CK: I found that (it) had a different taste. The story was the same, the tone was different. Maybe this is where the power of translation lies. Translation is a bridge through which not only language and literature but also society and culture cross to a different milieu. After Faatsung got translated into three languages, I felt that our geographical imagination too can traverse to a new society through translation. Doesn’t falling snow come to us along with the story when we read a Russian story?
I will talk about Faatsung’s Hindi translator, Namrata Chaturvedi. She keeps saying that every language is endowed with the power of its geographical imagination and that geography plays a vital role in forming memories and experiences, which we tap on to write literature. When translating Faatsung, reference to geography often threw her off. Having grown up in Uttar Pradesh, she hadn’t seen a landslide or farming in the hills. It was therefore important for her to see the geography described in the novel. She further says a translator has to imagine it precisely. Otherwise, the writing risks losing its poetic strength.

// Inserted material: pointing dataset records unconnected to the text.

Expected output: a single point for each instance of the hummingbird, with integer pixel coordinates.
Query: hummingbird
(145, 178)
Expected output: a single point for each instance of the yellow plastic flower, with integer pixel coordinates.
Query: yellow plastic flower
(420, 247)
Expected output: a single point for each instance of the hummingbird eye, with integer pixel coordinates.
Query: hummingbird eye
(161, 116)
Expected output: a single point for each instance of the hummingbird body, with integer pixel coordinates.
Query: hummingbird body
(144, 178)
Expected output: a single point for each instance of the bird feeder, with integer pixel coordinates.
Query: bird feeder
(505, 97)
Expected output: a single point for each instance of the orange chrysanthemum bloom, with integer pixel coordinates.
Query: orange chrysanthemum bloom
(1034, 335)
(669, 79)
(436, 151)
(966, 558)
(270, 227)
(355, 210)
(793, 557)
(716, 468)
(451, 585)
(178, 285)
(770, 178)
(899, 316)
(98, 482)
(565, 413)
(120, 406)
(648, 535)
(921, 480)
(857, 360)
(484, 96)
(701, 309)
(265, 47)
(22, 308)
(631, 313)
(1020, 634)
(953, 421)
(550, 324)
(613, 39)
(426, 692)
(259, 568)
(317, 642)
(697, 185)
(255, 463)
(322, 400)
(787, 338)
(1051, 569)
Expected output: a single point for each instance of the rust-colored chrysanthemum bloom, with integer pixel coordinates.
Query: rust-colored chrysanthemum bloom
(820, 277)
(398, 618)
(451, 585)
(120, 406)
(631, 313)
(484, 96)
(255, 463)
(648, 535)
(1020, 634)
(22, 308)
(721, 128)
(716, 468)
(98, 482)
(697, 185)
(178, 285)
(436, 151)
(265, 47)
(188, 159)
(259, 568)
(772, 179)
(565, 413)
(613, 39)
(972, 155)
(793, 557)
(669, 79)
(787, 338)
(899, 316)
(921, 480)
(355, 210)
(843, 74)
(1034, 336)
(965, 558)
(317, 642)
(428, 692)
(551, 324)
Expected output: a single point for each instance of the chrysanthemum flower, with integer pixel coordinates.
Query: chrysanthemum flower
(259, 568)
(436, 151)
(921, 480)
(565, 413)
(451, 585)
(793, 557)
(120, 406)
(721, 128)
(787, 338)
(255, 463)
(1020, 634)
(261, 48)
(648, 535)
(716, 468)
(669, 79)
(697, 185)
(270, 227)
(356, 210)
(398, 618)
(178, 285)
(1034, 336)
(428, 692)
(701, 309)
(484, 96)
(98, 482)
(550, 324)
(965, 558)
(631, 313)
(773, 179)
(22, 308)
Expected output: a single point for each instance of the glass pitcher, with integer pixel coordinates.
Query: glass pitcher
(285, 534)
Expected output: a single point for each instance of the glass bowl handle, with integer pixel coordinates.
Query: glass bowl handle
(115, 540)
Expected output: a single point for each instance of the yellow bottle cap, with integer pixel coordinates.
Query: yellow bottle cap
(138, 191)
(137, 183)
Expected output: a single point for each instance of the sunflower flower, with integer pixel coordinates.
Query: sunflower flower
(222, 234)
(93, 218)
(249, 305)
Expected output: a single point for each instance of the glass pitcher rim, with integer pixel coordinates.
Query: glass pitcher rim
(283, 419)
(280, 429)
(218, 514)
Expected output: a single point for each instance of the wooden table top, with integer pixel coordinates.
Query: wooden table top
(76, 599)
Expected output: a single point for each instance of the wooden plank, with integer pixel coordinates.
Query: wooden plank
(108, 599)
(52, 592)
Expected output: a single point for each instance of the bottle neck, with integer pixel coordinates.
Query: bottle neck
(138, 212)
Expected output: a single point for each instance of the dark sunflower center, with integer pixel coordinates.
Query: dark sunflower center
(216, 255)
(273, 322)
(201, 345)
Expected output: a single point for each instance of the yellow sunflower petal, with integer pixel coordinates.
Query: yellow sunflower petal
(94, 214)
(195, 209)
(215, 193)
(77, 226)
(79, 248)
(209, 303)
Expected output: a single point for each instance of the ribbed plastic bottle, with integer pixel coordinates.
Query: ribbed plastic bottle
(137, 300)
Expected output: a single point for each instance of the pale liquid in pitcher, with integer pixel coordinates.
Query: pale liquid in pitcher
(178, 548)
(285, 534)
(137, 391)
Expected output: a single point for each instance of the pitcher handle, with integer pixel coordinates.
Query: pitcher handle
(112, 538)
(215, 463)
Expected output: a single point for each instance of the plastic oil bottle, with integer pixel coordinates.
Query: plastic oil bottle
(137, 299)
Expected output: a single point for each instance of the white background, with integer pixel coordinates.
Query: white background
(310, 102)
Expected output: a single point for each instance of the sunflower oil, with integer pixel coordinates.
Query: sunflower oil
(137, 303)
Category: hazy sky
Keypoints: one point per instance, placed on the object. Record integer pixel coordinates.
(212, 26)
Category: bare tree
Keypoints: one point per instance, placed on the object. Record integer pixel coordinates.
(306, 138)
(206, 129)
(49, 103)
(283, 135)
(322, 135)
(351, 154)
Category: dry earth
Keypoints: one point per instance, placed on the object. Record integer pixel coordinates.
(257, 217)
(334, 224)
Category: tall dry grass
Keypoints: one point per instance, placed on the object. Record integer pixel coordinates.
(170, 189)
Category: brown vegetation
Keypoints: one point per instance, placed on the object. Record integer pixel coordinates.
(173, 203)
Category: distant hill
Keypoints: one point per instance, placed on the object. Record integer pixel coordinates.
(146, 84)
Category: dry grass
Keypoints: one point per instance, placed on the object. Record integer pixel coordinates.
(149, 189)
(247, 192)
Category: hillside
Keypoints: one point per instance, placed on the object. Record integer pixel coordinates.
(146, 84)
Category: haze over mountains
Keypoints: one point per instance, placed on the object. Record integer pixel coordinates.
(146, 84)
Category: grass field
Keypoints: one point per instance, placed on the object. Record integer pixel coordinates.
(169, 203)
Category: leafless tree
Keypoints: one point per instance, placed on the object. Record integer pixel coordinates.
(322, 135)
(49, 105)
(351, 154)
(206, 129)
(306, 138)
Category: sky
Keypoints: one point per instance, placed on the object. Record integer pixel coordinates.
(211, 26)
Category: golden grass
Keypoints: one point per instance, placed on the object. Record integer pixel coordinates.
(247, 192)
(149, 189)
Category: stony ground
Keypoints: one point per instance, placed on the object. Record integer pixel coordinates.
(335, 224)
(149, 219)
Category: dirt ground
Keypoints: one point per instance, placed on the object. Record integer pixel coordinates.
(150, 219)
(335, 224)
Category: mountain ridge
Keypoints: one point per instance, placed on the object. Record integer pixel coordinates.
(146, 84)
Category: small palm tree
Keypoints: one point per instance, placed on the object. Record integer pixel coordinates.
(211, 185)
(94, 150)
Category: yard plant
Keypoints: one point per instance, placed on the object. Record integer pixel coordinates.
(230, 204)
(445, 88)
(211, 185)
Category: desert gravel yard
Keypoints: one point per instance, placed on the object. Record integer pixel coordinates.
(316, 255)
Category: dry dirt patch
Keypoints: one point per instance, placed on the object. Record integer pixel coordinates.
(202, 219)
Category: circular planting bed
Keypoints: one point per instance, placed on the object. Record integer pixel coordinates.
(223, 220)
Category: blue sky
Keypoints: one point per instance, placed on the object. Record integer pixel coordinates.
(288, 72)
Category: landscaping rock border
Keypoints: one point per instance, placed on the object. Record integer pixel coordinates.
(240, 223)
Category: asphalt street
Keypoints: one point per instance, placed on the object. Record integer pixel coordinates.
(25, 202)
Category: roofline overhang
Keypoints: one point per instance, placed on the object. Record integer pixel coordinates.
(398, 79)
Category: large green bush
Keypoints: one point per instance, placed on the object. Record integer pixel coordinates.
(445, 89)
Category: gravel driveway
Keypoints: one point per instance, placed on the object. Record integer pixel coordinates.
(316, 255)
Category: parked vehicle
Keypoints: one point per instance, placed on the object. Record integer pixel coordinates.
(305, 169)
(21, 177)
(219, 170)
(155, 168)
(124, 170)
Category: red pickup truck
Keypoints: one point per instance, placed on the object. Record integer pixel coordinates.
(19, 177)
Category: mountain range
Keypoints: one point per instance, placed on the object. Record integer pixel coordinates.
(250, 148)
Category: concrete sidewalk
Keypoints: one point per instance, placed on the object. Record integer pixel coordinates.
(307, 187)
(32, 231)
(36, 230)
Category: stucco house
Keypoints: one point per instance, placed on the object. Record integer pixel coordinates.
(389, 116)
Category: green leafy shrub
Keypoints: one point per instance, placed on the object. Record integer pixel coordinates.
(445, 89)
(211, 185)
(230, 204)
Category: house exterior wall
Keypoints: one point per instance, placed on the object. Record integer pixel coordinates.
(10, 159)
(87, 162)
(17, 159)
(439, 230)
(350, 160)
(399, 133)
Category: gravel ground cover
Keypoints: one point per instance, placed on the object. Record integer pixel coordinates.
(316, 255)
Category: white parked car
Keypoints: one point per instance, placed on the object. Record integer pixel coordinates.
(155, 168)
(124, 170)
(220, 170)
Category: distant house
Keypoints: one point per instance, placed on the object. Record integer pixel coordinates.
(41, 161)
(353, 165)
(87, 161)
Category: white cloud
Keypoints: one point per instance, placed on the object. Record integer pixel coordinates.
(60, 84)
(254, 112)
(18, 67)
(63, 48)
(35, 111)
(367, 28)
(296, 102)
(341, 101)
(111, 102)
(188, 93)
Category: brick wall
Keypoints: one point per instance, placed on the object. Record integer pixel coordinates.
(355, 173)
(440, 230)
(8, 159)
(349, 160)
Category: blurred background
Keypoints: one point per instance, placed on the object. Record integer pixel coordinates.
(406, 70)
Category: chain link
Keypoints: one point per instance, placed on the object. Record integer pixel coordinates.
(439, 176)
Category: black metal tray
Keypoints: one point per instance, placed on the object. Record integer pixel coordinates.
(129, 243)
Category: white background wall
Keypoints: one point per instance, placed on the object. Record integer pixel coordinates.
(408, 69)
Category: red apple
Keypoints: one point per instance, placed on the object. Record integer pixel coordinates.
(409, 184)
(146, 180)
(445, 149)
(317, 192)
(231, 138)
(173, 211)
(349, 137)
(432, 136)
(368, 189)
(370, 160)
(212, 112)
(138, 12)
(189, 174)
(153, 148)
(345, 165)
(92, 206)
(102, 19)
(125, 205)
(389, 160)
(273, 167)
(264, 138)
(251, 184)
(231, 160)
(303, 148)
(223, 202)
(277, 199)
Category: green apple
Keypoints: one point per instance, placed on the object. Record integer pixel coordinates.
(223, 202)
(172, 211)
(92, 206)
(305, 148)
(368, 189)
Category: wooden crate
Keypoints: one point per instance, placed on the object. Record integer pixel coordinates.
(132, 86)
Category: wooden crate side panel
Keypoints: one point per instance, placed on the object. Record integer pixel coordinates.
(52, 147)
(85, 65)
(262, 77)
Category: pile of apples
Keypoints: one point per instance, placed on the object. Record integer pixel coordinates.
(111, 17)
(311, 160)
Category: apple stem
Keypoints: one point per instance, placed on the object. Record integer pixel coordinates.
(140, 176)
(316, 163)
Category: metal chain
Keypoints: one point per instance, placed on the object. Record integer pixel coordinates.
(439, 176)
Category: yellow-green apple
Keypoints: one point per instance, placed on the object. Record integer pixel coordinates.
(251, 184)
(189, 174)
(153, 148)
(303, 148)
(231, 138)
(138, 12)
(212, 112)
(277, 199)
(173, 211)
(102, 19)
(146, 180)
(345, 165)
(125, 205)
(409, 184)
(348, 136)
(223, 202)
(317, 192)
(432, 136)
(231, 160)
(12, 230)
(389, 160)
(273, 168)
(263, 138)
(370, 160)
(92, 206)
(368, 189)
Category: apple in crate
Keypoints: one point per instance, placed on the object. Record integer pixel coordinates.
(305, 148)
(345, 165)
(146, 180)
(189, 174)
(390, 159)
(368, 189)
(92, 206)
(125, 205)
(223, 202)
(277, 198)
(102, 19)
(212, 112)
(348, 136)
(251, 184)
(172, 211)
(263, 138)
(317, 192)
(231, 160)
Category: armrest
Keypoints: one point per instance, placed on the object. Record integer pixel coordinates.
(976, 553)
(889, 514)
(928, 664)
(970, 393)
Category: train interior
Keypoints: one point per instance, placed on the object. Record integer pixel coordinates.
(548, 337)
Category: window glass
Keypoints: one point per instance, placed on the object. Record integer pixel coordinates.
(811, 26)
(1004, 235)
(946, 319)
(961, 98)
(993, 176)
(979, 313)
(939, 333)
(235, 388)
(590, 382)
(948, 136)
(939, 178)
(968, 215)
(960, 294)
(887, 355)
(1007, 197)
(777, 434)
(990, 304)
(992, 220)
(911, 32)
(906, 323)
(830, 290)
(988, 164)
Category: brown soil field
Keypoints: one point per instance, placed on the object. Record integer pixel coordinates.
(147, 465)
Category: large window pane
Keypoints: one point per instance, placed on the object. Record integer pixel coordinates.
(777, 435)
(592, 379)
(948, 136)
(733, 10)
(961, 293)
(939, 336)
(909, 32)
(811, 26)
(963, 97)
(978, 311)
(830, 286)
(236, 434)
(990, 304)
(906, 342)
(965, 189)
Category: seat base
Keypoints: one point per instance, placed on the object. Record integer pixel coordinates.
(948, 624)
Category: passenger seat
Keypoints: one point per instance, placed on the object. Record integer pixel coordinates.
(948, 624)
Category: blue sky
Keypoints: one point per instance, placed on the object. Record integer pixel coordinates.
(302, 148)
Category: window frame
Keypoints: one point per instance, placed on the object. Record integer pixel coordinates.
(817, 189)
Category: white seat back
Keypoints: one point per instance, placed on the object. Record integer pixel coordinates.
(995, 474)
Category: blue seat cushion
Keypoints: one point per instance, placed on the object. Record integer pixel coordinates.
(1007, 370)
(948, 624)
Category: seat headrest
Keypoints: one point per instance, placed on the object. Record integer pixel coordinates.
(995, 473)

While you come from the hills, the story of the Gorkhaland movement is not your story, and you had to translate that story for an audience culturally and geographically far removed. How challenging was the task?
AB: I cannot recall the translation being challenging on account of this. I didn’t worry about certain references getting lost on readers, as I had no idea that it would get published outside Nepal. In hindsight, however, we could have expanded the context of the Gorkhaland movement a little for the benefit of those unfamiliar with it. This leads me to ask: Would you have written Faatsung a little differently if you had known that it would be translated into many languages?
CK: I don’t know if I would have made any changes. In any case, I don’t think one has to describe everything to make you understand an event in a novel. I was more interested in how much of that time of the Gorkhaland movement I can bring into the story and how I can tell the pain it unleashed without boring readers.
People in other languages may not have heard of the Gorkhaland movement. They may be unfamiliar with the grim time that Darjeeling experienced, or be unaware of the story of that movement in which thousands of people lost their lives. But the work of fiction is to provide a glimpse of what fired up an incident. I tried to do just that while writing Faatsung.
Also, tears don’t have any language. When you see someone weeping, you feel his pain even though he may speak another language. I wanted to write the same pain of Darjeeling. I wanted to tell the story of that sorrow.
While doing that, I wouldn’t have made the mistake of unnecessarily thinking about translations.